Je revois de nouveau Ely. Je revois Damian. Je fais des cauchemars récurant où Lucas Lambert s'ajoute parfois. Je culpabilise de mon incapacité à faire mon deuil. J'ai le sentiment de devenir folle, de mourir à petit feu. Je n'ai pas pu enterrer Ely. Je n'ai aucun souvenir des deux jours précédents la découverte macabre de ma petite sœur suspendue au bout d'une corde.
D'ailleurs, pourquoi se souvenir d'une chose, qui a fini par détruire la dernière lueur d'innocence qui vous reste. Je suis en colère. J'ai la rage. J'ai le sentiment de ne plus rien contrôler et tout cela me rend dingue. Ma frustration augmente et je m'attaque de nouveau à V.
- Ainsi, tu vas énoncer quelque chose ? Oui ou merde ?
Il semble que ce soit la provocation de trop.
- Tu as besoin de voir quelqu'un, Ley.
Je la regarde attentivement et je ricane, cherchant à la provoquer davantage pour savoir si elle est sérieuse.

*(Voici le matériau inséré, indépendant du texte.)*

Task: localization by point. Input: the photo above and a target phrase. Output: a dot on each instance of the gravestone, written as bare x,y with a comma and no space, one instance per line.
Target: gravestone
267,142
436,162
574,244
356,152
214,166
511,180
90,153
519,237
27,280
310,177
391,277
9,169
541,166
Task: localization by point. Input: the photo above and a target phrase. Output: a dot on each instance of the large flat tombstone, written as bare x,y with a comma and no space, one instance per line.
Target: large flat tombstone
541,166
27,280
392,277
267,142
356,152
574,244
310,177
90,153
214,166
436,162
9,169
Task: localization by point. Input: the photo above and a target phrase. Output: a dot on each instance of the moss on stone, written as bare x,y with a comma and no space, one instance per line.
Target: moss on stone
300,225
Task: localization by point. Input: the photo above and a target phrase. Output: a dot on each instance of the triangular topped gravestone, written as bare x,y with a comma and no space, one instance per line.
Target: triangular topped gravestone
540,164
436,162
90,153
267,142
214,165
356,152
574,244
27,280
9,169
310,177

- J'ai repoussé cette conversation depuis beaucoup trop longtemps, je le sais.
Elle accroche mon regard avec une détermination affichée.

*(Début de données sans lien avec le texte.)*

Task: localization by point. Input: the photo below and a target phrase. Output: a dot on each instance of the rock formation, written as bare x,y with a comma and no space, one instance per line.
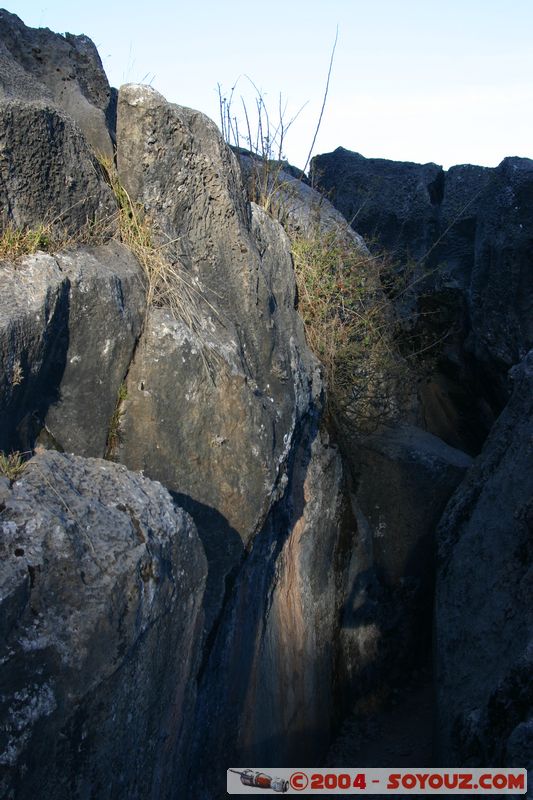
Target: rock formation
469,231
483,603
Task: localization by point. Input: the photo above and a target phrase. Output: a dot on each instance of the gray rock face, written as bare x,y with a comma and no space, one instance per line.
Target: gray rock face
68,327
47,173
36,64
212,411
268,690
474,225
403,478
392,201
101,582
483,603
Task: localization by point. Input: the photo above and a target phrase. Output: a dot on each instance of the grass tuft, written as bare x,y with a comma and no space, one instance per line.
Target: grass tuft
12,465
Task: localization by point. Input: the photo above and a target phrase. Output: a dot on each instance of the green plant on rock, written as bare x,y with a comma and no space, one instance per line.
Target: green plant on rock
351,328
166,284
12,465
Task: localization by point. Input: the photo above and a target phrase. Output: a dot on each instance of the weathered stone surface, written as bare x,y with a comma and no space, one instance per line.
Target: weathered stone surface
475,226
36,64
212,410
483,602
405,478
68,327
501,289
47,173
402,480
392,201
301,207
101,583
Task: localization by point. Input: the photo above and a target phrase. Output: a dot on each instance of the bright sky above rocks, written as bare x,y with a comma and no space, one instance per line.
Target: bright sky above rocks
414,80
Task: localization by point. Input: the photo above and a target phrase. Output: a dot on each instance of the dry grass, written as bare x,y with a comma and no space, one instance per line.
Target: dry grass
114,433
351,328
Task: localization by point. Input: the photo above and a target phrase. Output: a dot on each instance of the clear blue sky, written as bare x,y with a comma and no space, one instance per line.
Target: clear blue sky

- Tu dois réellement voir quelqu'un, Ley. Pour ton bien, tu dois t'affranchir de ce poids.
Elle semble déterminée. Sauf que moi, j'éclate de rire.

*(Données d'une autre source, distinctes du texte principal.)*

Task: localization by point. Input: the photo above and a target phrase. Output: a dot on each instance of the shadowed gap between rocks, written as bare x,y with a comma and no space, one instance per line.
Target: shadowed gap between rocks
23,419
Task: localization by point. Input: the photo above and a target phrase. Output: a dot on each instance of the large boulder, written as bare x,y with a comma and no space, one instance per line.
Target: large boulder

- Se délester de ce poids, me libérer de ces charges ! Bordel V, de quoi tu parles ? Sérieux ? Comment me débarrasser de ce fardeau, alors que je n'ai même pas été capable de la faire enterrer ?
Je suis en colère, vraiment en rogne. J'ai déjà été proche de la rupture, mais cette fois, j'ai l'impression d'être au bord d'un grand précipice. Je suis désespérée. Je me sens seule, honteusement salie par ce passé qui ne m'octroie aucun répit. V se rapproche de moi, mais n'esquisse aucun geste pour me consoler comme elle l'aurait fait habituellement. À l'inverse, elle reprend d'une voix douce, mais ferme.
- Tu ne peux pas continuer ainsi, Ley ! Je ne peux pas te laisser faire. Nous t'avons laissé cinq ans, Ley. Cinq longues putains d'années, mais rien ne s'améliore. Je ne peux plus te regarder mourir à petit feu. J'ai fait des démarches sans ton accord, tu dois te confier. Tu n'as jamais pu tout me dire, ce que je comprenais au début. Maintenant, ce n'est plus concevable. Tes cauchemars ont recommencé. Et au lieu de demander pardon à Ely, tu es terrorisée par un certain Damian.